You have probably experienced this at some point in your career. Someone (usually at a senior position) decides that something can be improved and rolls out a new process by introducing it to the company and your team. It sometimes goes together with a “big announcement” in the common area of your office or in your “general” slack channel. The announcement sounds something like this:

“Management has decided that we will start using Confluence to document all our internal software tools.”

How does that feel when you hear it? You are probably feeling the urge to ask the very valid question “Why?”. That’s because announcements like these do two things - they don’t clarify the “why” and they don’t include you in the decision. They simply tell you what you need to do and how exactly you should be doing it. You probably feel a bit like a mouse in a lab being experimented on. Even if you ask questions for clarification’s sake, the decision has already been made so you can’t really change anything about it. And although it sounds like a very straightforward and fast way to change something in your company (top-down decision making) it actually takes much longer to do that. It creates compliance and what you want is commitment. Consider another approach.

“For several months now, we have noticed that we are creating a large number of our own software tools to help us in our daily work. It feels like we have reached a point where we need to be documenting how those tools work, otherwise, we will soon run into a problem where nobody knows how something is supposed to function or why it was created in the first place. [this part explains the problem]

Because of this, we decided to start documenting all our internal tools. We considered few different software applications for that and tested them, but we felt that Confluence meets our needs the best. [this part proposes a solution]

We know that this approach will take us more time than usual to do our daily work because apart from writing code, we will also need to be vigilant and write the documentation for that code. [this part describes what pitfalls we might run into and what to expect]

So we should be more patient with each other while doing this. [possible solutions for those pitfalls]

In a few months, we will check how the initiative is going and decide if we want to continue with it or change to some other solution.” [some deadline for when we can review this decision]

You can immediately see the “Why” which is a huge difference right away. The message is now much more clear because it shows why something is a problem and why it needs to be solved. But even now, you can still get into non-commitment mode, simply because the decision was already made. In order to get the maximum commitment from your company and team, consider this message:

“For several months now, we have noticed that we are creating a large number of our own software tools to help us in our daily work. It feels like we have reached a point where we need to be documenting how those tools work, otherwise, we will soon run into a problem where nobody knows how something is supposed to function or why it was created in the first place. [this part explains the problem]

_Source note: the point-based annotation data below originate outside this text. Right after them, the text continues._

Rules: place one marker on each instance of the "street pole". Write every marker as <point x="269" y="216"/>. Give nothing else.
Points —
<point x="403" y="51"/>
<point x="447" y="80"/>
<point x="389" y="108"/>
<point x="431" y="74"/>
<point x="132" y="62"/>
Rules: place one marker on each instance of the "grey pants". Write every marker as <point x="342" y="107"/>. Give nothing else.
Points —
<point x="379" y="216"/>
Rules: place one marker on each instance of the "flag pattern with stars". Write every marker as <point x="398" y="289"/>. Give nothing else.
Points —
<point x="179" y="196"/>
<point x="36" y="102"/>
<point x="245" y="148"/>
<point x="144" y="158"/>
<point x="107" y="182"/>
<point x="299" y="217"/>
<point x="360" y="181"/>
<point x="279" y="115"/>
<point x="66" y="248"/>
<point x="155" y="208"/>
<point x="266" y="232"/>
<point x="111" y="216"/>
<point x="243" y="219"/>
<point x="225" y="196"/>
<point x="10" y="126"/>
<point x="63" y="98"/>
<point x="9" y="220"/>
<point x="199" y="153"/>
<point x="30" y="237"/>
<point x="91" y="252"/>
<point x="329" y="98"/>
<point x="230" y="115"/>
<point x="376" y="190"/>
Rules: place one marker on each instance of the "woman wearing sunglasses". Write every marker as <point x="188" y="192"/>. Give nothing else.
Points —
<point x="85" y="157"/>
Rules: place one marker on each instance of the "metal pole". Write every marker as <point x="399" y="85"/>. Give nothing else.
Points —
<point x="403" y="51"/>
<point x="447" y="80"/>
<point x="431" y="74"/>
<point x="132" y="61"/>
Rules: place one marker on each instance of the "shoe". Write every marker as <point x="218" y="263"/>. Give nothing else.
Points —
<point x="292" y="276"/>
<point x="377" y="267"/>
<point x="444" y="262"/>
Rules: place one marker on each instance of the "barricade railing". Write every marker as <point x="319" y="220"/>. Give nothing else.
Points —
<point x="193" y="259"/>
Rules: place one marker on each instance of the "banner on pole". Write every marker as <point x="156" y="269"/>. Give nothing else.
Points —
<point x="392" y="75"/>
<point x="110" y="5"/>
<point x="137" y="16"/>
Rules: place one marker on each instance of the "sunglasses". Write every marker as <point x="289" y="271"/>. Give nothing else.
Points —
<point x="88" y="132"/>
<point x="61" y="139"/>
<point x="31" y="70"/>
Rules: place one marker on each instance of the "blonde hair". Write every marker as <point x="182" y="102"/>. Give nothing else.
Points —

Because of this, we decided to start documenting all our internal tools. We considered few different software applications for that and tested them, but we felt that Confluence meets our needs the best. [this part proposes a solution]

We know that this approach will take us more time than usual to do our daily work because apart from writing code, we will also need to be vigilant and write the documentation for that code. [this part describes what pitfalls we might run into and what to expect]

So we should be more patient with each other while doing this. [possible solutions for those pitfalls]

In a few months, we will check how the initiative is going and decide if we want to continue with it or change to some other solution. [some deadline for when we can review this decision]

Please ask clarifying questions and comment on the proposal with possible ways to improve it.” [invite others to be part of the decision]

The only difference is the last sentence. Apart from explaining why something is a problem and what solutions you propose, you also make an invitation for participation in the decision-making process. At first glance, this feels like it will take much longer, but in reality, the first approach, will drag the process for months and years, and even then, you might still not have a real commitment from everyone, but rather rely on compliance. This last approach creates a really strong commitment from everyone because everyone that is affected by the decision can actually steer the decision and improve upon it.

So describe your “Whys” and invite others to participate in the decisions.